Le vicende di quell’equipaggio si intrecciano con le mire colonialistiche dell’Austria-Ungheria e della Germania bismarckiana in Cina, tema che aveva già impegnato l’autore in studi precedenti. Richiamandosi al volume di Renate Bash Ritter “L’Austria sui mari del mondo”, Milocco ci informa che la Kaiserin Elisabeth poco prima dello scoppio delle ostilità era stata inviata come nave stazionaria dal porto di Pola ai mari della Cina, per tutelare gli interessi commerciali dell’Austria. L’alleata Germania, a seguito della concessione strappata ai cinesi nel 1898 e grazie ad una massicci investimenti effettuati nel corso di poco più di un ventennio, aveva trasformato una vasta area della regione Shandong in una vera e propria base navale prussiana. Gli interessi antagonistici tra gli Imperi Centrali, l’Inghilterra e Giappone, avrebbero determinato un blocco navale che obbligò la Kaiserin Elisabeth a rimanere a Tsing-Tau, insieme ad una cannoniera tedesca. Mentre altre navi germaniche lasciavano la baia, inglesi e giapponesi sbaragliavano l’avamposto austro-germanico che fu costretto ad arrendersi per mancanza di viveri e munizioni il 7 novembre 1914. Gli austrotedeschi scontarono 199 morti, 600 feriti e 4.250 prigionieri. Gran parte di essi, trascorso un periodo di detenzione in Cina ed in Giappone, riuscì a rientrare in patria nel 1919, analogamente a quanto accadde, tra il 1919 ed il 1920, agli ex austro-ungarici ingaggiati nel Corpo di Spedizione Italiano in funzione antibolscevica rimasti a Vladivostock, in attesa del permesso di rimpatrio da parte delle autorità militari italiane. L’avventurosa anabasi, compiuta via Honolulu-New York o più spesso attraverso il periplo dell’Asia è rievocata, con nuovi dettagli, anche in questo volume.

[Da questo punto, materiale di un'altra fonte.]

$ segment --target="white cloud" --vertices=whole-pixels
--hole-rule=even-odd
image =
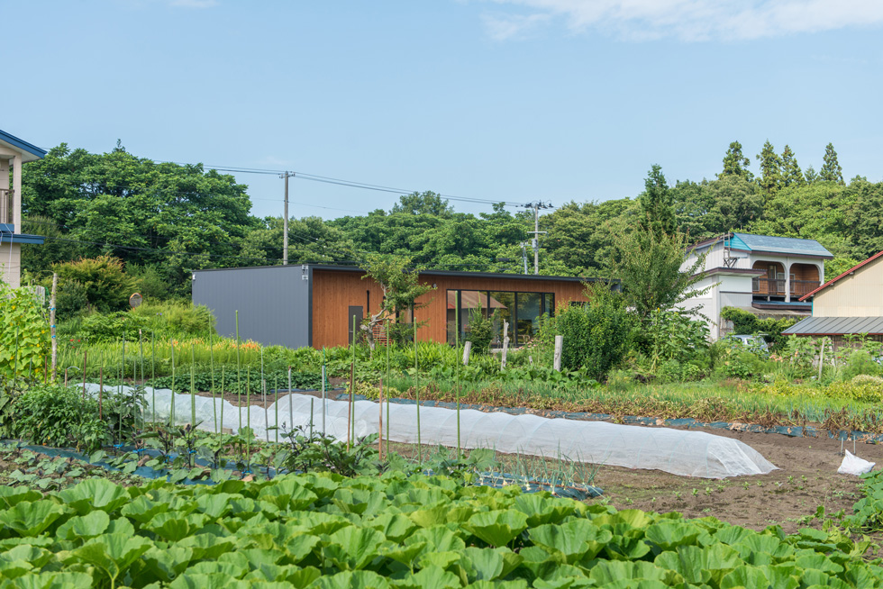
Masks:
[[[696,41],[778,37],[883,24],[880,0],[491,0],[529,14],[485,17],[488,34],[510,39],[552,17],[574,32]]]
[[[482,15],[487,35],[494,41],[523,38],[550,18],[550,14],[524,16],[522,14],[495,14]]]
[[[169,0],[171,6],[180,6],[181,8],[212,8],[217,6],[217,0]]]

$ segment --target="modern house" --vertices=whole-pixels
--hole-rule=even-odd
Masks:
[[[22,244],[42,243],[22,232],[22,166],[46,151],[0,131],[0,280],[13,288],[22,282]]]
[[[835,348],[844,336],[867,334],[883,342],[883,251],[807,293],[813,316],[782,333],[813,338],[827,336]]]
[[[760,317],[806,317],[813,308],[812,293],[824,276],[824,260],[833,256],[815,240],[727,233],[693,245],[682,270],[705,255],[702,296],[684,308],[698,308],[708,320],[711,339],[733,329],[721,317],[724,307],[736,307]]]
[[[364,270],[353,267],[296,264],[194,270],[193,303],[205,304],[217,320],[218,332],[289,348],[345,346],[357,323],[379,311],[383,292]],[[509,323],[513,346],[526,343],[543,313],[570,302],[585,302],[582,278],[485,272],[424,270],[422,284],[434,290],[416,301],[414,316],[423,323],[421,341],[453,343],[469,331],[469,313],[496,313],[495,343]],[[382,335],[381,335],[382,340]]]

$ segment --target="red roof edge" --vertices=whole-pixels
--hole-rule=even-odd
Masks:
[[[806,294],[804,294],[803,296],[801,296],[797,300],[798,301],[804,301],[804,300],[809,298],[810,296],[813,296],[814,294],[815,294],[819,291],[824,290],[824,289],[827,288],[828,286],[830,286],[831,285],[834,284],[835,282],[837,282],[838,280],[840,280],[843,276],[845,276],[847,275],[850,275],[850,274],[852,274],[853,272],[855,272],[856,270],[858,270],[862,266],[865,266],[867,264],[871,263],[872,261],[874,261],[875,259],[877,259],[880,256],[883,256],[883,250],[878,251],[876,254],[874,254],[873,256],[871,256],[870,258],[869,258],[865,261],[860,262],[859,264],[856,264],[855,266],[853,266],[852,267],[851,267],[850,269],[848,269],[846,272],[843,272],[842,275],[840,275],[839,276],[837,276],[836,278],[832,278],[831,280],[829,280],[828,282],[824,283],[824,285],[822,285],[821,286],[819,286],[815,290],[811,291],[809,293],[806,293]]]

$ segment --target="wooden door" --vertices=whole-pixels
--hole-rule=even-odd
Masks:
[[[353,338],[353,333],[352,333],[353,318],[355,318],[356,320],[356,337],[358,338],[359,331],[360,331],[359,326],[361,325],[362,322],[362,317],[363,317],[362,311],[363,311],[362,307],[350,306],[350,312],[347,314],[347,331],[349,331],[350,334],[349,341],[350,344],[352,343],[352,338]]]

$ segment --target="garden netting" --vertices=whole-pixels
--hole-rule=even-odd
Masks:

La ricerca si completa con importanti riferimenti al difficile dopoguerra scosso da lotte sociali brutalmente represse dalle Camicie Nere, al servizio degli interessi del capitalismo industriale ed agrario. Per molti reduci il rientro nella vita civile avvenne solo dopo un altro doloroso periodo di prigionia trascorso in campi di internamento allestiti a scopo “rieducativo” dalle autorità militari italiane. Tra questi il campo di Bagnaria Arsa su cui il nostro apre una pagina nuova così come non trascura il tema controverso e poco trattato dell’identità politica dei militari sloveni e croati, impegnati al fronte russo, utilizzando fonti slovene.
Le ricerche che illuminano da molti anni la vita di Giorgio Milocco indicano emblematicamente come al confine orientale decenni di retorica nazionalista non siano riusciti a cancellare identità forti e senso d’appartenenza derivanti da una storia plurisecolare diversa da quella del Regno Sabaudo.”